Często kolonie w warunkach kontrolnych rosną najszybciej i dlatego można użyć tych komórek jako wskaźnika punktu końcowego eksperymentu, tj. zakończyć eksperyment zanim kolonie zaczną się łączyć, a jeśli dzieje się to zbyt szybko, należy raczej użyć niższej gęstości wysiewu w eksperymencie. Ważne jest, aby zakończyć eksperyment dla wszystkich warunków traktowania w tym samym czasie.

Po osiągnięciu punktu końcowego eksperymentu, komórki muszą być delikatnie przemyte PBS (dodaj PBS z boku studzienki, aby nie zakłócać kolonii), utrwalone i zabarwione barwnikiem interkalującym DNA, fioletem krystalicznym (0,5% w/v) przez co najmniej 30 minut. Usuwanie nadmiaru barwnika może być kłopotliwe. Najlepszą techniką jest delikatne zanurzanie płytek w zlewkach zanurzonych w wodzie, aż cały nadmiar barwnika zostanie usunięty i pozostaną tylko jasnofioletowe kolonie. Zabarwione kolonie można liczyć do 50 tygodni po barwieniu. Zrób wysokiej rozdzielczości zdjęcia swoich studzienek, aby wykorzystać je do analizy, prezentacji i publikacji.

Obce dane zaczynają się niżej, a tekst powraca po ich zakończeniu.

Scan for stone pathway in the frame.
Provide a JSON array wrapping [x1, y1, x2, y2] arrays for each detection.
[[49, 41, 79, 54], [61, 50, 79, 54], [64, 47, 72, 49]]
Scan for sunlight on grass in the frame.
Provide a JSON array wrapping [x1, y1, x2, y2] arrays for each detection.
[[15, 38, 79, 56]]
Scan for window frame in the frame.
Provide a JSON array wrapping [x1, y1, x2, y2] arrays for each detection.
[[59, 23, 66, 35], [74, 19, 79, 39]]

Aby wesprzeć badaczy w analizie i optymalizacji ich testów tworzenia kolonii, CytoSMART wprowadził aplikację dla CytoSMART Omni do wykrywania kolonii w (poklatkowych) obrazach całych płytek studzienkowych przy 10-krotnym powiększeniu. W inkubatorze obrazowanie poklatkowe może dostarczyć informacji kinetycznych, a nie punktów końcowych, co może dostarczyć bardziej szczegółowych informacji o tym, kiedy leczenie zaczyna wpływać na komórki. Bezetykietowa analiza obrazu jest używana do wykrywania kolonii, oceny ich wielkości i okrągłości. Wskaż, kiedy kolonie zaczynają się łączyć i odpowiednio zoptymalizuj.

Jak analizować twoje badanie klonogeniczne

To naprawdę jest tak proste jak ręczne liczenie kolonii dla każdego warunku traktowania i przedstawienie danych jako krzywej przeżycia (powinieneś użyć co najmniej trzech powtórzeń biologicznych dla twojej krzywej).

Krzywa przeżycia wymaga frakcji przeżywającej (SF) komórek poddanych działaniu substancji (obejmuje to stosunek utworzonych kolonii do komórek posianych), która ma być obliczona i wykreślona względem dawki poddania działaniu substancji. Zanim będziesz mógł obliczyć SF, wydajność platerowania (PE) twoich komórek musi być określona, ponieważ różne linie komórkowe mają różne wydajności platerowania i to wpływa na obliczenie frakcji przeżycia.

Ręczne liczenie kolonii jest uciążliwe i może być podatne na błędy, dlatego też opracowano szereg ogólnodostępnych komputerowych narzędzi do szybkiej i obiektywnej analizy obrazów testów klonogennych. Warto wspomnieć o swobodnie dostępnym pakiecie oprogramowania opracowanym przez Brzozowską i wsp. (2019), który nie tylko liczy kolonie, ale także wykreśla ich rozkład wielkości, co stanowi kolejną warstwę przydatnych informacji o zachowaniu komórek (patrz rysunek 2a).6

Alternatywą dla liczenia i ilościowego określania poszczególnych kolonii jest określenie procentu powierzchni studzienki, która jest pokryta przez kolonie (procent powierzchni kolonii) w celu ilościowego określenia wzrostu komórek klonogennych. Guzmán et al. (2014) opracowali wolnodostępną wtyczkę ImageJ o nazwie ColonyArea, która właśnie to robi (patrz rysunek 2b).7Jest to przydatne narzędzie do wykorzystania, jeśli masz połączone kolonie, które są trudne do policzenia wzrokowo lub przez oprogramowanie do liczenia kolonii lub jeśli chcesz szybkiej i wysokiej przepustowości metody analizy.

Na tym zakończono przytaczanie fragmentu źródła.